How to continue BP using intermediate gradients

Say I have an original model that I split into two chunks (at a so-called cut-layer); a client-side and server-side. When I perform backpropagation on the server-side, I need to continue the backward pass on the client-side as well to finalize a single backward pass over the entire model.

class ClientModel(nn.Module):

    def __init__(self):
        super(ClientModel, self).__init__()

        num_flat_features = 3 * 224 * 224

        self.layers = nn.Sequential(
            nn.Flatten(),
            nn.Linear(num_flat_features, 128),
            nn.ReLU()
        )

    def forward(self, x):
        x = self.layers(x)

        return x

class ServerModel(nn.Module):

    def __init__(self):
        super(ServerModel, self).__init__()

        self.cut_layer = nn.Linear(128, 64)
        self.relu = nn.ReLU()
        self.cls_layer = nn.Linear(64, 10)

    def forward(self, x):
        x = self.cut_layer(x)
        x = self.relu(x)
        x = self.cls_layer(x)

        return x

If after BP on the server-side I obtain the cut-layer gradients via cut_layer.weight.grad, how do I then continue the backpropagation on the client-side using these cut-layer gradients?

Any help is much appreciated.

Doing two backward calls back to back and passing the intermediate gradient is equivalent to doing a single backward torch.autograd.backward(intermediate_output, grad_tensors=(cut_layer.weight.grad,))

Thanks for your reply!

When using what you mentioned, I receive the following error;
RuntimeError: Mismatch in shape: grad_output[0] has a shape of torch.Size([64, 128]) and output[0] has a shape of torch.Size([512, 128]).
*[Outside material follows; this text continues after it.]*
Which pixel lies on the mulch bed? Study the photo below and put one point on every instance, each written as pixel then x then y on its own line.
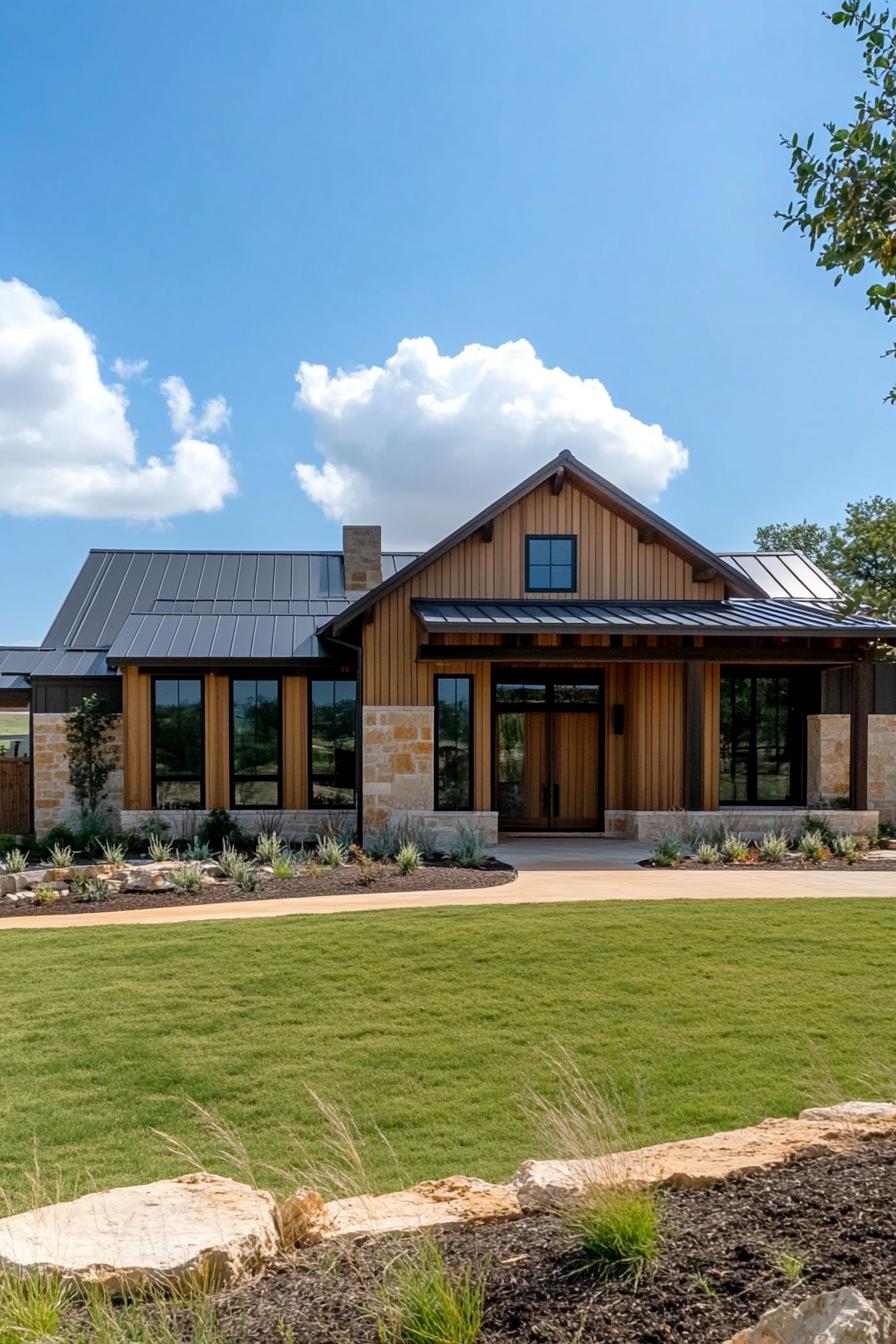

My batch size is 512. So it looks like the gradients of the cut-layer are not of the same dimension as the activations when I do this. Which I suppose makes sense but then how would I go about this?

Ah, you should use retain_grad to ensure that .grad is recorded for the activation as well, and make sure you use the .grad wrt the activation.

I’m indeed already using activations.retain_grad()

How do I explicitly use the .grad wrt the activations? Should I extract those cut-layer gradients in a different manner than just server_model.cut_layer.weight.grad?

If you have a reference to the activation Tensor somewhere, you can access its .grad attribute. If not, there’s a little more work you would need to do, but still possible.